College of Information, Qilu University of Technology(Shandong Academy of Sciences), Jinan, China.
Sci Rep. 2018 Jun 29;8(1):9856. doi: 10.1038/s41598-018-28084-8.
Protein secondary structure prediction is one of the most important and challenging problems in bioinformatics. Machine learning techniques have been applied to solve the problem and have gained substantial success in this research area. However there is still room for improvement toward the theoretical limit. In this paper, we present a novel method for protein secondary structure prediction based on a data partition and semi-random subspace method (PSRSM). Data partitioning is an important strategy for our method. First, the protein training dataset was partitioned into several subsets based on the length of the protein sequence. Then we trained base classifiers on the subspace data generated by the semi-random subspace method, and combined base classifiers by majority vote rule into ensemble classifiers on each subset. Multiple classifiers were trained on different subsets. These different classifiers were used to predict the secondary structures of different proteins according to the protein sequence length. Experiments are performed on 25PDB, CB513, CASP10, CASP11, CASP12, and T100 datasets, and the good performance of 86.38%, 84.53%, 85.51%, 85.89%, 85.55%, and 85.09% is achieved respectively. Experimental results showed that our method outperforms other state-of-the-art methods.

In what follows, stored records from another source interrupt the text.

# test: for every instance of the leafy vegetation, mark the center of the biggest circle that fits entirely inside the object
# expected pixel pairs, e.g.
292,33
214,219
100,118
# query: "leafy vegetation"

蛋白质二级结构预测是生物信息学中最重要和最具挑战性的问题之一。机器学习技术已被应用于解决该问题,并在该研究领域取得了实质性的成功。然而,要达到理论极限仍有改进的空间。本文提出了一种基于数据分区和半随机子空间方法(PSRSM)的蛋白质二级结构预测新方法。数据分区是我们方法的重要策略。首先,根据蛋白质序列的长度将蛋白质训练数据集划分为几个子集。然后,我们在半随机子空间方法生成的子空间数据上训练基本分类器,并通过多数投票规则将基本分类器组合成集成分类器,用于每个子集。在不同的子集中训练多个分类器。这些不同的分类器根据蛋白质序列长度预测不同蛋白质的二级结构。在 25PDB、CB513、CASP10、CASP11、CASP12 和 T100 数据集上进行了实验,分别取得了 86.38%、84.53%、85.51%、85.89%、85.55%和 85.09%的优异性能。实验结果表明,我们的方法优于其他最先进的方法。